Soak 1 cup of whole wheat for 8-10 hours or overnight. After 8 hours , rinse well, drain water from wheat and set aside.
Into a blender, add soaked wheat and fresh coconut .
Add 2 cups of water and process well, such that it becomes easy to extract milk.
Pass the blend coconut and wheat paste through muslin cloth. Squeeze well to extract the first milk ( thick milk)
Now add back the coconut wheat paste into a blender, add 2 cups of water and process again. Pass it through the muslin cloth and squeeze to extract thin milk ( 2nd milk) .
You'll get approximately 1 litre of milk .

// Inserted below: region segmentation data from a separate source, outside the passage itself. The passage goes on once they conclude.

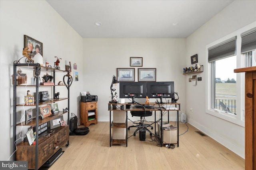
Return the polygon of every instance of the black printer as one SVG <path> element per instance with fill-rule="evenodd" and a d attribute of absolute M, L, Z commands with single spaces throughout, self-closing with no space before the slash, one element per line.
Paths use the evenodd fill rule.
<path fill-rule="evenodd" d="M 98 96 L 96 95 L 88 94 L 86 96 L 81 96 L 81 102 L 96 102 L 97 101 Z"/>

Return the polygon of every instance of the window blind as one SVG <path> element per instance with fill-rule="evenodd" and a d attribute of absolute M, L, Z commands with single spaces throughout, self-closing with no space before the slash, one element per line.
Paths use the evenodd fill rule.
<path fill-rule="evenodd" d="M 208 49 L 208 62 L 211 62 L 236 54 L 236 36 Z"/>
<path fill-rule="evenodd" d="M 256 27 L 241 34 L 241 53 L 254 51 L 256 49 Z"/>

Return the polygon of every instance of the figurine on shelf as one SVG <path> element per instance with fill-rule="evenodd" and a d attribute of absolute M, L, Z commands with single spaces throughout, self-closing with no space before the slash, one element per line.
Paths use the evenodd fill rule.
<path fill-rule="evenodd" d="M 149 104 L 149 98 L 147 96 L 146 96 L 146 104 Z"/>
<path fill-rule="evenodd" d="M 60 63 L 60 59 L 62 60 L 61 58 L 58 58 L 58 57 L 57 56 L 55 56 L 54 57 L 57 58 L 57 60 L 56 60 L 56 61 L 54 62 L 54 68 L 58 70 L 60 70 L 60 66 L 59 66 L 59 64 Z"/>
<path fill-rule="evenodd" d="M 54 94 L 54 99 L 59 99 L 59 95 L 60 95 L 60 92 L 58 92 L 57 93 Z"/>
<path fill-rule="evenodd" d="M 53 78 L 53 76 L 51 75 L 50 75 L 48 74 L 48 73 L 46 73 L 46 75 L 44 75 L 43 77 L 42 77 L 43 80 L 44 81 L 44 82 L 51 82 L 52 80 L 52 78 Z"/>
<path fill-rule="evenodd" d="M 58 85 L 64 85 L 64 83 L 63 83 L 63 82 L 61 81 L 59 81 L 59 82 L 58 83 Z"/>

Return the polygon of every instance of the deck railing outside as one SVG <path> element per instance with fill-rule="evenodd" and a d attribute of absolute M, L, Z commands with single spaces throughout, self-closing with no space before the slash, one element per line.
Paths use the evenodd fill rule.
<path fill-rule="evenodd" d="M 222 107 L 220 101 L 222 102 L 226 106 L 226 107 Z M 215 108 L 220 110 L 228 112 L 235 115 L 236 114 L 236 99 L 215 99 Z M 226 109 L 227 110 L 226 110 Z"/>

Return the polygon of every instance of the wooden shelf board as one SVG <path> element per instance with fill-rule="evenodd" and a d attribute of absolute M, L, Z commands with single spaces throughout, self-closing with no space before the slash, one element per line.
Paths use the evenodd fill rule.
<path fill-rule="evenodd" d="M 62 111 L 60 111 L 58 113 L 56 113 L 55 114 L 54 114 L 54 115 L 55 115 L 55 116 L 53 116 L 52 117 L 49 117 L 49 116 L 48 116 L 46 117 L 44 117 L 44 118 L 43 119 L 41 119 L 41 116 L 40 116 L 40 118 L 39 118 L 39 120 L 38 120 L 38 125 L 41 125 L 42 124 L 43 124 L 44 123 L 47 122 L 48 121 L 49 121 L 53 119 L 54 119 L 55 117 L 57 117 L 58 116 L 60 116 L 62 115 L 63 115 L 63 114 L 65 114 L 66 113 L 68 113 L 68 112 L 63 112 Z M 38 116 L 39 117 L 39 116 Z M 33 126 L 33 125 L 36 125 L 36 118 L 33 118 L 33 120 L 32 120 L 32 121 L 31 122 L 30 122 L 29 123 L 28 123 L 28 124 L 27 124 L 27 125 L 25 125 L 25 122 L 22 122 L 22 125 L 23 126 Z M 19 123 L 19 124 L 17 124 L 17 125 L 16 125 L 16 126 L 21 126 L 21 123 Z"/>
<path fill-rule="evenodd" d="M 61 100 L 65 100 L 68 99 L 68 98 L 60 98 L 59 99 L 49 99 L 49 100 L 48 100 L 48 101 L 47 101 L 40 102 L 38 106 L 50 104 L 52 103 L 54 103 L 55 102 L 57 102 Z M 24 105 L 24 104 L 17 104 L 16 106 L 23 106 L 23 105 L 24 105 L 24 106 L 36 106 L 35 103 L 34 103 L 34 104 L 33 105 L 26 105 L 26 104 Z"/>

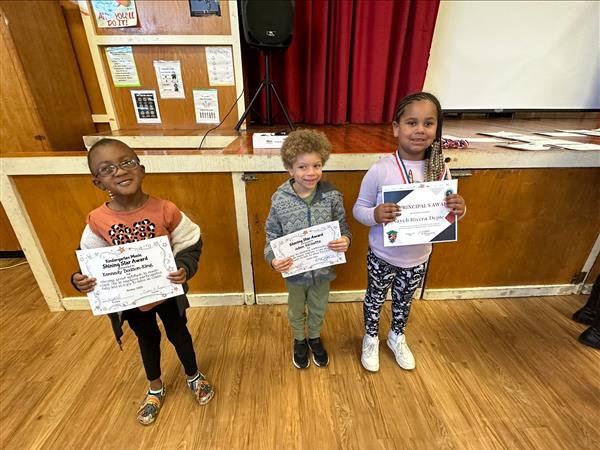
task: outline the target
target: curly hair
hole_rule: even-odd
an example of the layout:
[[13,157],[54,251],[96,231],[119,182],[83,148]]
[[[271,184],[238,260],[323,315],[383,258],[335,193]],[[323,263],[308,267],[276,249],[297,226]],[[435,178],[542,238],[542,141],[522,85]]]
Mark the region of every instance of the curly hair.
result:
[[429,92],[417,92],[407,95],[398,104],[394,113],[394,122],[398,123],[400,117],[404,114],[404,110],[408,105],[419,101],[429,101],[433,103],[437,111],[437,130],[435,139],[431,146],[425,151],[425,181],[437,181],[444,170],[444,155],[442,153],[442,123],[444,115],[442,106],[435,95]]
[[291,169],[298,156],[303,153],[318,153],[323,165],[329,159],[331,142],[325,133],[315,130],[292,131],[281,146],[281,160],[286,169]]

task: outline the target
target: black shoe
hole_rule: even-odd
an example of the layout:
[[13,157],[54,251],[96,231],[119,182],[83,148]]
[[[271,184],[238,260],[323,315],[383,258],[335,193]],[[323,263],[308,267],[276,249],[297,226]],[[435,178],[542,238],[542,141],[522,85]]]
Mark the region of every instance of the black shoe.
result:
[[303,339],[302,341],[294,339],[294,356],[292,358],[292,362],[298,369],[306,369],[308,366],[310,366],[310,361],[308,360],[308,344],[306,343],[306,339]]
[[308,346],[313,352],[313,361],[317,366],[325,367],[329,364],[329,355],[321,343],[321,338],[309,339]]
[[579,342],[589,347],[600,348],[600,330],[589,327],[579,335]]
[[596,311],[594,311],[592,308],[584,306],[583,308],[575,311],[573,314],[573,320],[584,325],[592,325],[594,320],[596,320],[596,315]]

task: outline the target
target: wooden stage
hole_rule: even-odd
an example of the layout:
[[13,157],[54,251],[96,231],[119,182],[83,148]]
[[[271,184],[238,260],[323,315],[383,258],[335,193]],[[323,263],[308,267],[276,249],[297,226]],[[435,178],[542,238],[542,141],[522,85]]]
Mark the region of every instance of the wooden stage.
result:
[[[0,260],[8,266],[21,260]],[[359,361],[362,305],[331,304],[331,364],[291,362],[284,305],[194,308],[189,328],[216,395],[194,404],[163,337],[169,389],[157,422],[135,337],[108,319],[53,313],[27,265],[0,272],[0,447],[21,449],[556,449],[600,447],[600,352],[570,320],[584,296],[415,301],[400,369]],[[389,304],[380,336],[389,328]]]

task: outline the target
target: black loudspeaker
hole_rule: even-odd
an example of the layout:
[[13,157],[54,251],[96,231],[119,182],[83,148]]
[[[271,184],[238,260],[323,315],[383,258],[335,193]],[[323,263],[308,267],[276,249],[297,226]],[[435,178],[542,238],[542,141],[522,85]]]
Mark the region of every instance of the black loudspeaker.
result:
[[240,0],[244,38],[263,49],[287,48],[294,32],[294,0]]

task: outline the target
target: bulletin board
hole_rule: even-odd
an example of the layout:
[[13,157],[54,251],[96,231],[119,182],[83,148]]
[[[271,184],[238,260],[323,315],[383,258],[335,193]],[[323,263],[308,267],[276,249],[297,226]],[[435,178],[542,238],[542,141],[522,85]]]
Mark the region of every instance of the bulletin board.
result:
[[[188,0],[137,0],[133,4],[137,16],[135,25],[103,28],[98,26],[101,19],[92,1],[79,2],[106,106],[104,119],[111,131],[139,135],[144,130],[160,130],[168,135],[169,130],[202,132],[221,122],[220,131],[233,131],[245,109],[237,3],[221,0],[220,15],[200,17],[192,16]],[[107,49],[113,52],[111,56],[107,56]],[[115,72],[118,72],[115,49],[128,53],[125,59],[129,58],[130,62],[125,65],[130,80],[123,81],[122,75]],[[228,56],[207,61],[207,54],[211,54],[207,49],[208,52],[224,51]],[[163,96],[161,87],[165,87],[165,82],[164,79],[162,84],[160,82],[157,61],[177,64],[179,71],[173,73],[176,80],[173,85],[177,85],[176,90],[182,97]],[[224,82],[215,82],[214,74],[220,73],[221,67],[229,77]],[[143,91],[144,102],[140,102],[138,91]],[[210,123],[199,106],[207,104],[207,97],[212,108]]]

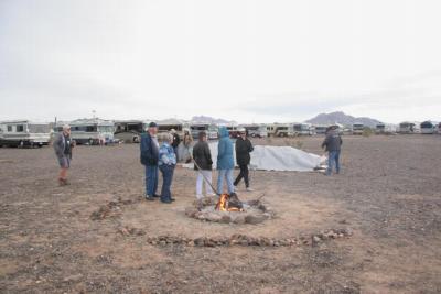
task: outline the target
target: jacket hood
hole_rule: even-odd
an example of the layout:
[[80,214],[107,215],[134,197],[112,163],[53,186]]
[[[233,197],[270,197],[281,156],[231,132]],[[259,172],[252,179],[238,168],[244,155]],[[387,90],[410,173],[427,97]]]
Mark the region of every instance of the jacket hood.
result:
[[219,128],[219,137],[220,138],[229,137],[229,132],[228,132],[226,127],[220,127]]

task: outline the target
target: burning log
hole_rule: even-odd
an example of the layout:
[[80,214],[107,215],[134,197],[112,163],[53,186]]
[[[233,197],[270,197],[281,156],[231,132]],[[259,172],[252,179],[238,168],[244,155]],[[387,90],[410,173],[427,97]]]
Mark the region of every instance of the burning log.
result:
[[220,211],[244,211],[244,205],[236,193],[232,193],[232,195],[222,194],[215,209]]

Take a heavy bottom kadai / non stick kadai , dry roast 1 teaspoon of poppy seeds and set aside.
In the same kadai , add 1 teaspoon of coconut oil or clarified butter. Add wheat- coconut milk . Keep the flame on medium low and stir the milk.

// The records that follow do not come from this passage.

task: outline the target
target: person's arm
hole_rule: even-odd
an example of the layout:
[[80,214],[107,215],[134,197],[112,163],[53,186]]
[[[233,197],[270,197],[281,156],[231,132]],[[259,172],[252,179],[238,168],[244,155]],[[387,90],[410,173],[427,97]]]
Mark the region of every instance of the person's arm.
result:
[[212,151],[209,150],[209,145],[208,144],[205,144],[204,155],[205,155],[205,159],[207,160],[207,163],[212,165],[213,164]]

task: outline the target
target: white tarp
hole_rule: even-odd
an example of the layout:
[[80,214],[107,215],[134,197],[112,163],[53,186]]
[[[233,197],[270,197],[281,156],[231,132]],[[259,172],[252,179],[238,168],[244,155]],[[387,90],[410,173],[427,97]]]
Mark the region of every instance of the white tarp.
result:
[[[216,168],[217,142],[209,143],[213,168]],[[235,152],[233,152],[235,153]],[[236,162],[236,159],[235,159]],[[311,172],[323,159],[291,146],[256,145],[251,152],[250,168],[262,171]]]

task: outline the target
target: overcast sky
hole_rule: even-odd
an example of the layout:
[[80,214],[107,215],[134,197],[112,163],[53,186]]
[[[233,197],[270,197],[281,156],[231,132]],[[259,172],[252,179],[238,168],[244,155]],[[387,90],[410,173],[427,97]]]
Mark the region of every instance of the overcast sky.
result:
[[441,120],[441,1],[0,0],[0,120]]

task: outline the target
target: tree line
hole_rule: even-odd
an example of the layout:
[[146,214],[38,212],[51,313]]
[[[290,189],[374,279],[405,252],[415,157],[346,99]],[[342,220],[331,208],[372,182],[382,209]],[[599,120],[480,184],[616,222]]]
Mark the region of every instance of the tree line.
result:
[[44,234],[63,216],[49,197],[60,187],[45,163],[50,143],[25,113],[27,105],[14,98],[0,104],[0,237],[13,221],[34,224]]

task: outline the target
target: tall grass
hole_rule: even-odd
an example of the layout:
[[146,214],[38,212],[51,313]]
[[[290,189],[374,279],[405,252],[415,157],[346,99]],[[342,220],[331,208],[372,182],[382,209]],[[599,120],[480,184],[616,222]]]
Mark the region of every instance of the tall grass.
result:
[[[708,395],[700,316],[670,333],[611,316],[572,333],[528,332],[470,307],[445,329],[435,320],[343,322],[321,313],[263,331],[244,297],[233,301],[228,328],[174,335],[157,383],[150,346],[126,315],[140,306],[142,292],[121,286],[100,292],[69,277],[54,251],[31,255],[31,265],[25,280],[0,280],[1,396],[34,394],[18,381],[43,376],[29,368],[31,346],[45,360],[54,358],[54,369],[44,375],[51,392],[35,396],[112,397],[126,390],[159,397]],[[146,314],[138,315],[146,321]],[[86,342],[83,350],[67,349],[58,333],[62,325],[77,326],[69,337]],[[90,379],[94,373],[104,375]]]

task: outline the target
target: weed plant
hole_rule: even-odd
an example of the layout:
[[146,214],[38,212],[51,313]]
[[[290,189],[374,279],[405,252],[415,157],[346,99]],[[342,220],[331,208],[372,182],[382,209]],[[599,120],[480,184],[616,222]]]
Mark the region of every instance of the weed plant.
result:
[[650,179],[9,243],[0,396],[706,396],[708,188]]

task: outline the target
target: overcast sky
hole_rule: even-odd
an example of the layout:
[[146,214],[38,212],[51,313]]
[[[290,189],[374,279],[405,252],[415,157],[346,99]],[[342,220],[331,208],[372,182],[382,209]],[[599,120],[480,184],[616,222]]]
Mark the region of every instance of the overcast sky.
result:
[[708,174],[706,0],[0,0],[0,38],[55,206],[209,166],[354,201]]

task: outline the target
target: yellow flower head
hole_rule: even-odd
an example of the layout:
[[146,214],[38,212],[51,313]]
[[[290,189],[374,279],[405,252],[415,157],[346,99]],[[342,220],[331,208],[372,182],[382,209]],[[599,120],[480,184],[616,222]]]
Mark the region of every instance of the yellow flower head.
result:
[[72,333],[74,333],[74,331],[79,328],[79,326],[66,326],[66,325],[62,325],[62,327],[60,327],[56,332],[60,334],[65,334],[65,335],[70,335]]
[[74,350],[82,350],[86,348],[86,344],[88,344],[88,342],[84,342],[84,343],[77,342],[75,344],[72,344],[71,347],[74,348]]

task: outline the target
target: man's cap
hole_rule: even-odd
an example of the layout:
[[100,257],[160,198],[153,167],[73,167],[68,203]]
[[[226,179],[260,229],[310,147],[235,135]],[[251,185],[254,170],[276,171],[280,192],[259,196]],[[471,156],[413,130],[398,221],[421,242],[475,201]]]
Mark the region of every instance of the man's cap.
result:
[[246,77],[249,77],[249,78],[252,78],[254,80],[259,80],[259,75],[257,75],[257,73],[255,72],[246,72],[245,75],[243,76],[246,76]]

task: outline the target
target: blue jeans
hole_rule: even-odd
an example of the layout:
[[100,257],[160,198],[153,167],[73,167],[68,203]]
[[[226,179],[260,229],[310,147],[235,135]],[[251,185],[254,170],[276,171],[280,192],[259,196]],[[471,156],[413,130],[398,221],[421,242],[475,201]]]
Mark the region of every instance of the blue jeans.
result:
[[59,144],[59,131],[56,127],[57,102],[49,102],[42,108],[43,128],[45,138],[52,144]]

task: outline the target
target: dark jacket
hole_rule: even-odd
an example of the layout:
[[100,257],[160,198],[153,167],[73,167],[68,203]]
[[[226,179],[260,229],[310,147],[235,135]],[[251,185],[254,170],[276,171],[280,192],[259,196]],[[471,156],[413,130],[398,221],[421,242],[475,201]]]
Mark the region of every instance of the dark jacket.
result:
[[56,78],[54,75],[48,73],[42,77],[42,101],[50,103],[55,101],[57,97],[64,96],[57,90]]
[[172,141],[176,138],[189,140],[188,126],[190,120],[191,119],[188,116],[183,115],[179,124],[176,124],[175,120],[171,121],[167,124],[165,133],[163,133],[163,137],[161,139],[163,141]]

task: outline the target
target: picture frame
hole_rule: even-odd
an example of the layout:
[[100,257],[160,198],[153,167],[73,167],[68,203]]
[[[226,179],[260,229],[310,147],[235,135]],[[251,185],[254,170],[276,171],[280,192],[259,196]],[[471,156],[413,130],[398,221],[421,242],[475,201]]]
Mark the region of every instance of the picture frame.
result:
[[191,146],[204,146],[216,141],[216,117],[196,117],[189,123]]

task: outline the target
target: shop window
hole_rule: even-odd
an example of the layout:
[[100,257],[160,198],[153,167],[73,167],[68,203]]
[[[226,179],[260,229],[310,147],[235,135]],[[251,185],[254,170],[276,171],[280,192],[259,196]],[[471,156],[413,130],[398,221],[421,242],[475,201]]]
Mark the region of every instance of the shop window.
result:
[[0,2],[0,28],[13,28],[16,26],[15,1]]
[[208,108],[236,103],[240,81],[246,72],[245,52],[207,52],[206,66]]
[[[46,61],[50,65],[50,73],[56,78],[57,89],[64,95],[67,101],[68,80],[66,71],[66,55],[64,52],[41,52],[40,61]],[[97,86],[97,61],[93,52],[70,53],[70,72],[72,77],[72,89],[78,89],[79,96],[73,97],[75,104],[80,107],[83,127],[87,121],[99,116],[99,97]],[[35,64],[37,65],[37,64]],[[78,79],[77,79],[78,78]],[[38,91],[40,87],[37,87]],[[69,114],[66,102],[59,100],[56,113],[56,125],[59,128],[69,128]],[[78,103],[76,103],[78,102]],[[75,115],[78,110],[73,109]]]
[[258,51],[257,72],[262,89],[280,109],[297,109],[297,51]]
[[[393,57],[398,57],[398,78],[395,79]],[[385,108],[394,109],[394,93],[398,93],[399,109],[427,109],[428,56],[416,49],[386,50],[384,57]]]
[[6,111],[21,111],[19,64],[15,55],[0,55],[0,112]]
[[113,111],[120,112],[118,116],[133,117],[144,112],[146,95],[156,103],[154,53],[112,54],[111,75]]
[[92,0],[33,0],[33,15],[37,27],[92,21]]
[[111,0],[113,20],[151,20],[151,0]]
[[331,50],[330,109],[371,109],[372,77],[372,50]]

When milk becomes warm , add 1 cup of organic jaggery powder , stir well and continue to stir the milk. By the end of 15 minutes ,milk starts to thicken. Never let your hands down, keep stirring such that no lumps are formed.
Add ½ teaspoon of cardamom powder and mix well.
Once it reaches the idli batter / thick cake batter consistency , taste and adjust sweetness if required ,turn of the heat.
Grease the tray/ plate with ghee. For vegan option grease it with vegetable oil.
Pour the cooked pudding mixture to the tray, tap it. Sprinkle roasted poppy seeds on top and allow it to cool. It gets set within 15-20 minutes.
Cut into desired shapes and serve it .Tastes best when served chilled.